I've thought about compression a bit more. Delta encoding together with a hand-crafted LZ77 variant (really not that hard to do) is probably a good option for you, under the following assumptions:

- within a "scanline" or a Morton/Hilbert path there are long runs of constant data (-> run-length encoding would shine here)

- if there is variance it changes with more or less constant frequency so the first order derivative would be more or less constant (-> delta encoding would shine here which in turn makes LZ77 perform well, too) (to handle positive as well as negative derivatives you can zigzag-encode the deltas to get all numbers positive again)

- if there are not many "runs" of the same tile type (or first order derivative) there _might_ be recurring patterns (which again would be great for LZ77)

These are also the assumptions being made by the PNG compression algorithm, which is basically delta encoding plus deflate (LZ77 + Huffman).

Now you can tune a custom LZ77 implementation to be more suited for run-length encoding as opposed to pattern matching by altering the coding scheme used for the <offset, length> pairs and literals, both in how many bits to allocate for each of that information and especially how you entropy-encode these bits.

If you expect there to be lots of runs of the same data (tile numbers or derivative) and not so much patterns found in some distances to each another, then first use the popular LZ77 scheme which uses lengths longer than the offset to indicate repetition and therefore enables runlength encoding, and then Huffman-encode the offset using for example 2 bits for the "offset = 1" case (i.e. directly following the current encoder position in the LZ77 lookahead buffer) and a 3-bit extra-bits code with 2-3 extra bits for the offset up to 13 bytes behind in the LZ77 window. Then probably a 1-bit extra-bit code with 2-3 extra bits for the length of the run.

For example, using this scheme:

## Encoding of literal

* '0' + <literal byte> <-- first 0 bit indicates "now comes a literal byte" (like LZSS does)

## Encoding of offsets (with always a first 1 bit to indicate "now comes <offset, length> and not literal")

* 1 = '10' <-- we expect large single-byte runs so keep it the most common and shortest case

* 2-5 = '110' + 2 extra bits

* 6-13 = '111' + 3 extra bits <-- we don't want to find recurring patterns that far behind

## Encoding of lengths

* 3-6 = '0' + 2 extra bits <-- here is where we can tweak things, too...

* 7-14 = '1' + 3 extra bits <-- ...if we expect longer runs to be more common, we just swap the intervals

This is to be efficient to represent moderately long runs of data very close to the current encoding position, but rather inefficient for patterns that are further behind in the LZ77 window (while hopefully still being more efficient than not caring about patterns at all and _just_ implementing run-length coding).

Essentially, what we want here as well is to avoid having to encode a (canonical) Huffman tree in the data as well, since the 32x32 tiles data is rather very short in total.

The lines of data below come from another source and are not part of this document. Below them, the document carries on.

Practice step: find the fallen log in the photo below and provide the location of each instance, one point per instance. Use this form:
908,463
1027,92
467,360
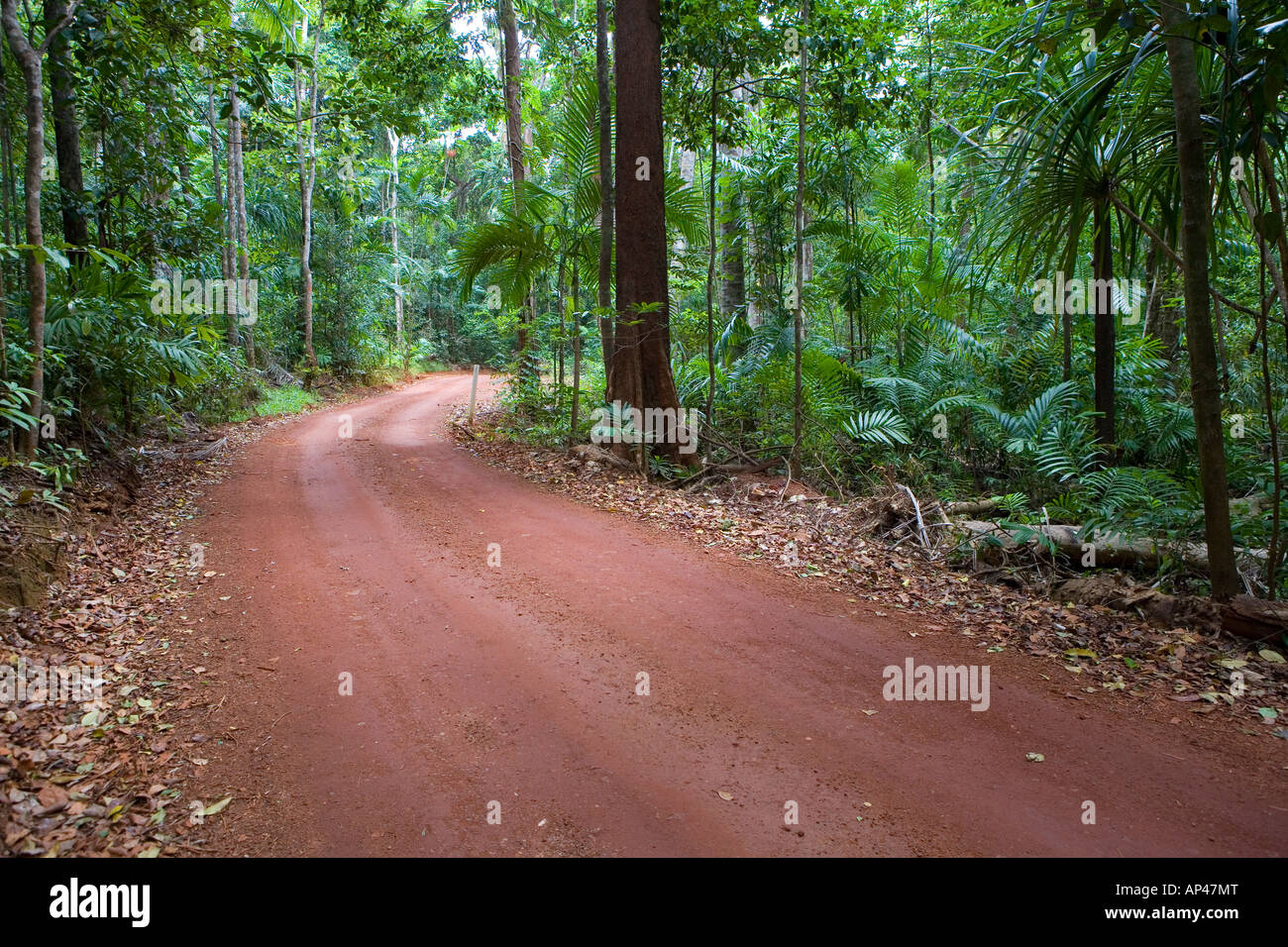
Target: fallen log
970,508
1112,551
193,455
1252,617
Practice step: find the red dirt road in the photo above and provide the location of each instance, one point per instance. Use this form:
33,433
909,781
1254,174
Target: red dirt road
515,684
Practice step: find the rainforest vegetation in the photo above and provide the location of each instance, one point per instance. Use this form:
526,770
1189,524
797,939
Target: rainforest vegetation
1024,256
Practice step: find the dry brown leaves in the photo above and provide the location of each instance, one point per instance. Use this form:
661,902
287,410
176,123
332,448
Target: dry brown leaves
793,528
117,776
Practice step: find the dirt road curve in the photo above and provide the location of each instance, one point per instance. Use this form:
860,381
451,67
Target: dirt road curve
515,684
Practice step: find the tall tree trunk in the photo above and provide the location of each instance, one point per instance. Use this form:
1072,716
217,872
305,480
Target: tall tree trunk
733,279
62,85
1198,320
237,201
511,69
1106,324
605,187
576,351
29,60
231,227
5,232
799,316
642,365
308,161
711,254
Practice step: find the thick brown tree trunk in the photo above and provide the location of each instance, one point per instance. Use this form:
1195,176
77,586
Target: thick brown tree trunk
642,348
1196,222
29,60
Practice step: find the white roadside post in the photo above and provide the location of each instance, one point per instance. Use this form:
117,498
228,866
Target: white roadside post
475,384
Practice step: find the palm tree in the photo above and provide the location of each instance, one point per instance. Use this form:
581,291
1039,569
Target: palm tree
1077,151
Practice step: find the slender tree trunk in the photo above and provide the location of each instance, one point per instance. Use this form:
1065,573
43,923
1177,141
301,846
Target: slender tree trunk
642,367
511,69
237,202
711,256
7,232
799,316
1106,324
62,85
603,65
29,62
308,179
394,142
733,279
576,351
1198,321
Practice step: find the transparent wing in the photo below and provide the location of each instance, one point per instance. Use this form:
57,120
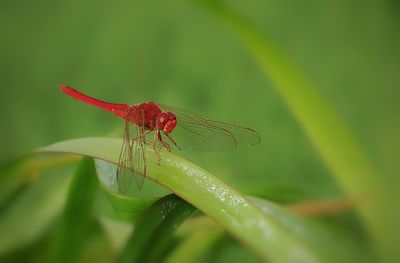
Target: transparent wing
195,132
132,159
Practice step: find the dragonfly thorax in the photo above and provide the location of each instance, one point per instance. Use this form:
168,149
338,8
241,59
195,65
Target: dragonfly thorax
166,121
150,115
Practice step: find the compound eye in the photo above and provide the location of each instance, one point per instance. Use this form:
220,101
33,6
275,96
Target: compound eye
162,119
170,124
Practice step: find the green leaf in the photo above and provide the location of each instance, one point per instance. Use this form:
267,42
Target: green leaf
199,236
265,234
74,222
33,210
331,137
126,208
154,231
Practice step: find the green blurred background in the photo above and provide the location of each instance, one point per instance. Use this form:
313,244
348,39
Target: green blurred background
176,53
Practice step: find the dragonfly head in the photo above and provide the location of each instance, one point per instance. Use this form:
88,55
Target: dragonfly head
166,121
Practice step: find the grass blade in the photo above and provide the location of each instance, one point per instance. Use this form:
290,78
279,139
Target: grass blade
264,234
331,137
74,222
154,231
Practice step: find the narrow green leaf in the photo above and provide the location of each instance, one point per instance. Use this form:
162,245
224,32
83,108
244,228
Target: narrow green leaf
199,236
264,234
75,219
335,142
33,210
154,230
126,208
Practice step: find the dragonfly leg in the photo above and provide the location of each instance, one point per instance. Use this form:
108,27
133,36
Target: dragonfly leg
155,147
166,145
172,140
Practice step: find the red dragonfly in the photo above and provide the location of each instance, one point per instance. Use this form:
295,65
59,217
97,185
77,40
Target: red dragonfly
167,127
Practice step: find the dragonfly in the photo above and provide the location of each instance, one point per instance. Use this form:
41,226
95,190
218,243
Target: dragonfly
163,127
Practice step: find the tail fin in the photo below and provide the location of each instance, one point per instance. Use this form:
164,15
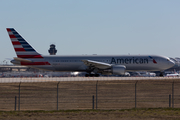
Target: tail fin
21,47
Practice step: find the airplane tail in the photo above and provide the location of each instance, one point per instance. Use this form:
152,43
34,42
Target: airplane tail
21,47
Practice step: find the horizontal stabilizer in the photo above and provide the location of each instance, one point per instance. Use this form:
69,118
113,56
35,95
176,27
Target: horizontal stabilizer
22,60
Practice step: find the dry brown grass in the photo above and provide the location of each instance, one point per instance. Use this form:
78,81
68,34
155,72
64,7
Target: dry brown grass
78,95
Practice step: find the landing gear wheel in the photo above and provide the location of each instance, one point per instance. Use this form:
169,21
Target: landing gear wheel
161,74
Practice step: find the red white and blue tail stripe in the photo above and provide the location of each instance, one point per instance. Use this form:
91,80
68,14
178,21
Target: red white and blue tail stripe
21,46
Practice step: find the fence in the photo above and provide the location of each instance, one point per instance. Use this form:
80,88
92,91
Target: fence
112,94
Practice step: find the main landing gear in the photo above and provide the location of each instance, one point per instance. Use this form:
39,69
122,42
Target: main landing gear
92,75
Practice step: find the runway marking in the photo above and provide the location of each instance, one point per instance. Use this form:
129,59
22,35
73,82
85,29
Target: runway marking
56,79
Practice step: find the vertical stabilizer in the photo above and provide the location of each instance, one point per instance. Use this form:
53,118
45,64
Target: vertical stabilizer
21,47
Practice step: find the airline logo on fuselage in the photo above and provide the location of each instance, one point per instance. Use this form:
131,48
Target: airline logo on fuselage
132,60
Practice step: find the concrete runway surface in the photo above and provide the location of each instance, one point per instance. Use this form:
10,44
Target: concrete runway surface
56,79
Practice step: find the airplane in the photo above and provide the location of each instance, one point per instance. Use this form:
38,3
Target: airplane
93,65
175,74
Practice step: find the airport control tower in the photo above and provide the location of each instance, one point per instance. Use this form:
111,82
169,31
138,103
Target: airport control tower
52,50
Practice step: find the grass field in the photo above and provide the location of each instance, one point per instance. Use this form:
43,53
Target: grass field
111,95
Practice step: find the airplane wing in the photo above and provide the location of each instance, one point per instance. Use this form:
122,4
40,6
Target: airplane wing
96,64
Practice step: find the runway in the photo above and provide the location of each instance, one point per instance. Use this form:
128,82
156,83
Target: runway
61,79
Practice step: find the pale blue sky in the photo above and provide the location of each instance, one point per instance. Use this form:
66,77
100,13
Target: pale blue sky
93,27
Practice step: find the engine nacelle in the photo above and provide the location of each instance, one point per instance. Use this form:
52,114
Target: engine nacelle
118,69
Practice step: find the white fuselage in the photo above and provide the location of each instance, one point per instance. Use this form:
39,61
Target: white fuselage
132,62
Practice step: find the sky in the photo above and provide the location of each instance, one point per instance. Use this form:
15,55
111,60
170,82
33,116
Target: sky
102,27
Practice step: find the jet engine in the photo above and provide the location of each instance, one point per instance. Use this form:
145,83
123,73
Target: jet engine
115,70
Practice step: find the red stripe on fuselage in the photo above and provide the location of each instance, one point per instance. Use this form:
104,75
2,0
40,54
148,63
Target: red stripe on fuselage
19,49
8,29
12,36
35,63
16,43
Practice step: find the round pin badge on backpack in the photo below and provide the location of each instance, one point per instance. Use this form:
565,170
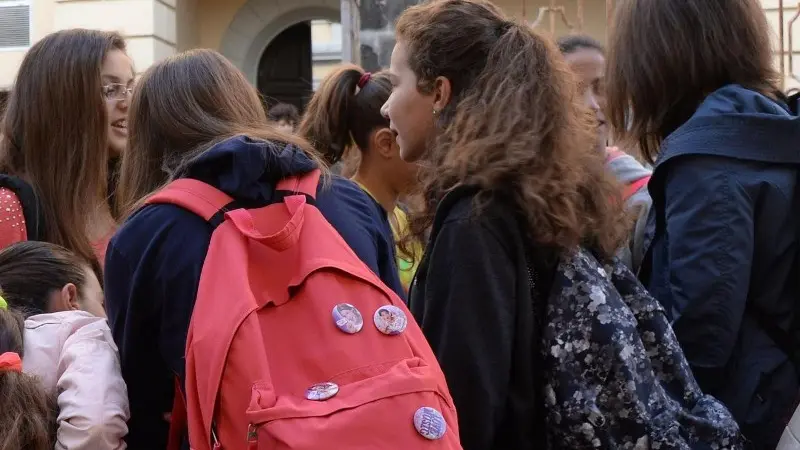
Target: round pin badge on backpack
390,320
430,423
322,391
347,318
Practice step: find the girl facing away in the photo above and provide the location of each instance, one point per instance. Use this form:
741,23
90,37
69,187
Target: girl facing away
511,176
71,379
66,120
196,116
722,232
345,115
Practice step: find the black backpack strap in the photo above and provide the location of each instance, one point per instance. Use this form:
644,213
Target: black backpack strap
31,205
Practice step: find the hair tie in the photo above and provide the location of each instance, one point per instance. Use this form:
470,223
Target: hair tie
10,362
364,80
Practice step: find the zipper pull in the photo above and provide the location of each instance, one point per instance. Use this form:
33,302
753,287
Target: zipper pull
252,437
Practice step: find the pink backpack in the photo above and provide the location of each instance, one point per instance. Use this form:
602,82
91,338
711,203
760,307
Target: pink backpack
295,344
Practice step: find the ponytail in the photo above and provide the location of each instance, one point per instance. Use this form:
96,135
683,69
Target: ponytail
28,414
344,111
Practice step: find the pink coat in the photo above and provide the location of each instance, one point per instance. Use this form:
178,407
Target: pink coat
75,357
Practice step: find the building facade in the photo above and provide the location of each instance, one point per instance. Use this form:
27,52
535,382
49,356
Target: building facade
283,46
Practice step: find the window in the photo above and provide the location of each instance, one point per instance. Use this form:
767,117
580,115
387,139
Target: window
15,25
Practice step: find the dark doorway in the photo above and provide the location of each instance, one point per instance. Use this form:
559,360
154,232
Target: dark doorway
284,72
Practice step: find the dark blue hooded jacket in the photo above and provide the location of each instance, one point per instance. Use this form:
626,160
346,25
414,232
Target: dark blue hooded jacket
153,266
722,251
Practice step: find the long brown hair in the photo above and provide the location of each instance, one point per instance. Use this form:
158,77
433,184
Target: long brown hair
665,57
514,125
55,132
181,108
28,415
341,115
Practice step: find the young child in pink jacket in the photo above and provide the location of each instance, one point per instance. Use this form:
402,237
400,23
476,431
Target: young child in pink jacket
67,344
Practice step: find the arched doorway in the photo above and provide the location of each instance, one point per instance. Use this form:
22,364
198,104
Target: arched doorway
285,68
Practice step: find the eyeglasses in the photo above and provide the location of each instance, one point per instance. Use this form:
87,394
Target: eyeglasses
116,91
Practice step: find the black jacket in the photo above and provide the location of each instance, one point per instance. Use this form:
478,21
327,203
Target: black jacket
722,254
472,297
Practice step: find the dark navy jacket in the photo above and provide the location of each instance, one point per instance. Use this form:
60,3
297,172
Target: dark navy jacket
154,261
722,244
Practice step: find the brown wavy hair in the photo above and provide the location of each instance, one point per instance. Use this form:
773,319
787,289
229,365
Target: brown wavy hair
28,416
54,132
183,106
658,74
514,125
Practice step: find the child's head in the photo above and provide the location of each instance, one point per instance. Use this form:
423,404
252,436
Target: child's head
285,117
345,113
38,277
28,414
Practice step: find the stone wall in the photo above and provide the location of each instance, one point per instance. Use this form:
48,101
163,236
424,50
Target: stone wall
377,31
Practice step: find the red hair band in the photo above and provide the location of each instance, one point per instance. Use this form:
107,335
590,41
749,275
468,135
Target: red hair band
364,80
10,362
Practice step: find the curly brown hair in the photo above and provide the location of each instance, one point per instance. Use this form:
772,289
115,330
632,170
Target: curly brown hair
28,415
514,125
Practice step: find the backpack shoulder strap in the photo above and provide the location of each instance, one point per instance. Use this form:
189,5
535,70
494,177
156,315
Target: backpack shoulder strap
31,205
200,198
632,188
304,184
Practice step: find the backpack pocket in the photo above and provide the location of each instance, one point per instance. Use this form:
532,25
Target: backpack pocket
373,413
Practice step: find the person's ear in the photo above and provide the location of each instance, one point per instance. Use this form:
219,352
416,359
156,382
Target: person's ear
68,297
383,143
442,93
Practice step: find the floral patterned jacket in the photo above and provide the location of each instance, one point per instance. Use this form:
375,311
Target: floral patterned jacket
616,377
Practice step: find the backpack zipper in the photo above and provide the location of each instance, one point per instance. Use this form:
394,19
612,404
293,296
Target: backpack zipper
252,437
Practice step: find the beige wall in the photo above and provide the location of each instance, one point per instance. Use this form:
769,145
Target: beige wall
42,12
773,15
594,13
158,28
213,18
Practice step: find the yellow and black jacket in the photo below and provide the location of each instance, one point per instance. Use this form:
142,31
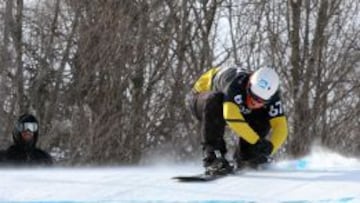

Next, I would encode the tile type/number completely separately from the "second layer" which you mentioned. If the latter is more constant we can make use of that by first encoding the tile type/number of all 32x32 tiles which we expect to have a higher entropy than the second layer, and then encode the second layer of all 32x32 tiles with an encoding scheme that favors low-entropy long runs even more, probably by just using run-length coding.

But we won't know what works unless there is some example data.